ByteVox Reach was configured to operate as a proactive patient engagement layer - handling appointment reminders, rescheduling, chronic care follow-ups, and post-discharge wellness calls automatically in the patient's preferred language.
Practo HMS pushes next-day appointments to ByteVox Reach 18 hours in advance. Patient language preference pulled from registration profile. Reach queues reminder call at T-24 hrs and T-2 hrs before appointment time.
AI agent calls in patient's registered language (Tamil, Telugu, Kannada, Hindi, or English). Confirms appointment details, department, doctor name, and prep instructions (e.g., fasting for blood tests). Captures confirmation or reschedule intent in real time.
Patients indicating inability to attend are offered next-3-available slots from the HMS in real time. Slot selection during call immediately blocks the HMS calendar. Cancellation data pushed to front desk to enable same-day walk-in allocation.
Post-discharge, the system auto-enrols chronic patients (diabetes, cardiac, oncology) in a 30-day follow-up call sequence. Calls check medication adherence, symptom flags, and proactively book next clinical visit - closing the care gap without clinical staff involvement.
All patient calls anonymised at storage. PHI retained only for clinical record matching. Full consent capture per call. Audit trail available for NABH and DPDP Act compliance review. No patient health data transmitted to third-party systems.

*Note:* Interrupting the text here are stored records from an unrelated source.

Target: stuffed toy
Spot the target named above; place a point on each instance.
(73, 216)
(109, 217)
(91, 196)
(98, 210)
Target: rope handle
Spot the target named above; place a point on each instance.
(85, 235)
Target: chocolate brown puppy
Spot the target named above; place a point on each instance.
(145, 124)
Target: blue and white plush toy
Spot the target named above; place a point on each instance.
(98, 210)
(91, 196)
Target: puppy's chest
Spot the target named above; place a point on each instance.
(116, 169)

Deployment began with four pilot facilities in Tamil Nadu before expanding chain-wide, ensuring clinical operations were never disrupted during rollout.
Integration with Practo HMS completed. Tamil and English agents configured and tested with 100 appointment call simulations. 4 Chennai facilities piloted - ByteVox vs. manual reminders on matched cohorts. No-show rate in ByteVox cohort: 21% vs. 36% control.
Telugu and Kannada agents deployed. Andhra Pradesh and Karnataka facilities added. Reschedule flow enabled with real-time HMS slot integration. Chronic patient follow-up calls launched for diabetic and cardiac cohorts. No-show rate across all active facilities: 23%.
Full 14-facility chain live. Oncology follow-up pathway added. WhatsApp confirmation message sent automatically after every AI call. Post-discharge wellness calls running at full volume. End-of-quarter no-show rate: 19.2%. Chronic re-booking rate up to 81%.
Results measured across the full 90-day deployment window vs. the prior quarter baseline. Clinical outcomes independently reviewed by the hospital group's Medical Director office.
Tamil and Telugu patients who received reminders in their language had a no-show rate of 18.4% - virtually identical to Hindi/English patients at 17.9%. Prior to ByteVox, the gap was 22 percentage points. Language-matched outreach is not a patient experience feature; it is a capacity utilisation strategy.
28% of patients who were unable to attend their appointment chose to reschedule during the AI call itself - compared to 4% who rescheduled when sent a WhatsApp cancellation link. The conversational format, combined with immediate slot availability, created a frictionless rescheduling path that passive notification cannot replicate.
Incremental revenue from chronic patient re-bookings (₹62 L) exceeded the platform investment (SaaS / Subscription Based) on its own. Each chronic care re-booking averages ₹3,400 in billable value vs. ₹1,200 for a new OPD patient. Automating chronic follow-up outreach generates 3-4× the revenue per call of standard appointment reminders.
Early cancellations captured by ByteVox (patients confirming non-attendance T-24 hrs ahead) were released for walk-in patients - filling 67% of released slots. This created a net capacity recovery mechanism that partially offset appointment loss rather than simply recording it.